El mundo es un caos. Siempre lo fue. La diferencia reside en que hoy el mundo se nos presenta con la velocidad y la simultaneidad de la información digitalizada. Sabemos el mundo al instante. Saberlo no es conocerlo en su totalidad, por el contrario, saberlo es percibir nuestra ignorancia y excitar nuestra curiosidad.
No es que sepamos lo que pasa en el mundo, no se trata de descubrir cosas en un cofre global. El mundo no es un lugar sino una proyección. Todo el tiempo se nos presenta la información mundial en fragmentos que se renuevan cada semana. Durante siglos se creyó posible ordenar el mundo. Las ideologías, la filosofía, las religiones, tuvieron la tarea de elaborar sistemas de mundo. Hoy esta labor es imposible. El mundo se escapa, mejor dicho, tenemos conciencia de que está atravesado por líneas de fuga.
Mantener un orden es una de la pretensiones del poder. Alcanzarlo es uno de los deseos de quienes aún no lo administran. Pero es posible que el poder sea una ilusión. Por supuesto que existen quienes pueden controlar sucesos, producir acontecimientos, usufructuar ventajas. Son siempre escasas y fugaces. Un verdadero orden es permanente, si no, no es orden, es una fase o una transición hacia otra fase.

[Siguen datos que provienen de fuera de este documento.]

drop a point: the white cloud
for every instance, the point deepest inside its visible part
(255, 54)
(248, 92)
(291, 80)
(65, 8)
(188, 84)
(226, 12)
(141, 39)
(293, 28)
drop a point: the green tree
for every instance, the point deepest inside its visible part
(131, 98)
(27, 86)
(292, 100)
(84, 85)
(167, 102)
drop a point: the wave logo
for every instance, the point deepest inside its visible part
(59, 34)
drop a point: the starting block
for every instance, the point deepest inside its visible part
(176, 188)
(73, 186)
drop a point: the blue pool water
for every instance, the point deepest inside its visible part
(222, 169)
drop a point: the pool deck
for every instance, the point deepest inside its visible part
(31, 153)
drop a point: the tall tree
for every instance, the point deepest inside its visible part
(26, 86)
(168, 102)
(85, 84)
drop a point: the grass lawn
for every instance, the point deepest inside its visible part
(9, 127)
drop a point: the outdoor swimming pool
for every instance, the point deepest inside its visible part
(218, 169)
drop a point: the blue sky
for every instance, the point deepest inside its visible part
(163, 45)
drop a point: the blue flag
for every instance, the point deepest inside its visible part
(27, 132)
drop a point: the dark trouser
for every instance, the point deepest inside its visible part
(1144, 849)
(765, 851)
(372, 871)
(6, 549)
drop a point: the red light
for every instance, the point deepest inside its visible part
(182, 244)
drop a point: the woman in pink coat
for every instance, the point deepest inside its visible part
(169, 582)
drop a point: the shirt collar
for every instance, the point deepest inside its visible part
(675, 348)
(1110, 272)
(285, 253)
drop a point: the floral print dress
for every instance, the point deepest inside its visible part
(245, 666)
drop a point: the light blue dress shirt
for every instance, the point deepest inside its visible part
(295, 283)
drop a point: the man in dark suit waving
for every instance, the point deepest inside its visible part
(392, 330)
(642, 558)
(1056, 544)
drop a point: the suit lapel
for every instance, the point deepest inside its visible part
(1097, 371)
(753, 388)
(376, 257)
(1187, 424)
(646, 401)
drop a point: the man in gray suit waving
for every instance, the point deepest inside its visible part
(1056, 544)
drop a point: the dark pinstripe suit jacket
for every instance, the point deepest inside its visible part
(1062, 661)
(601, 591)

El temor nos hace pedir o añorar un orden. Nos inventamos órdenes pretéritos. Creemos que en algún momento de la historia de la humanidad las cosas estaban en su justo lugar. Sin embargo, jamás lo estuvieron. Con el riesgo de parecer esencialistas, no es una desmesura afirmar que la condición humana se ofrece como algo indomable. Siglos de domesticación no lograron crear un animal previsible.
Nietzsche definía al hombre como el único animal capaz de hacer promesas; no agregó que es el único ser que las viola. Sin embargo, no le hizo falta aclararlo. Nos ha remitido en sus libros a la historia de lo que llamó “sistemas de crueldad” que consagraron dispositivos de castigo para que los mandamientos sean obedecidos.
De todos modos, no hay época en la historia que no se haya salido de cauce y que no fuera vivida por sus protagonistas como una inundación o con un sentimiento de catástrofe.
La diferencia con la actualidad es que existía la creencia en un orden posible, en una totalidad armónica, o en una redención por venir. Hoy esa creencia así como se hace se deshace, no es lo mismo creer que querer creer.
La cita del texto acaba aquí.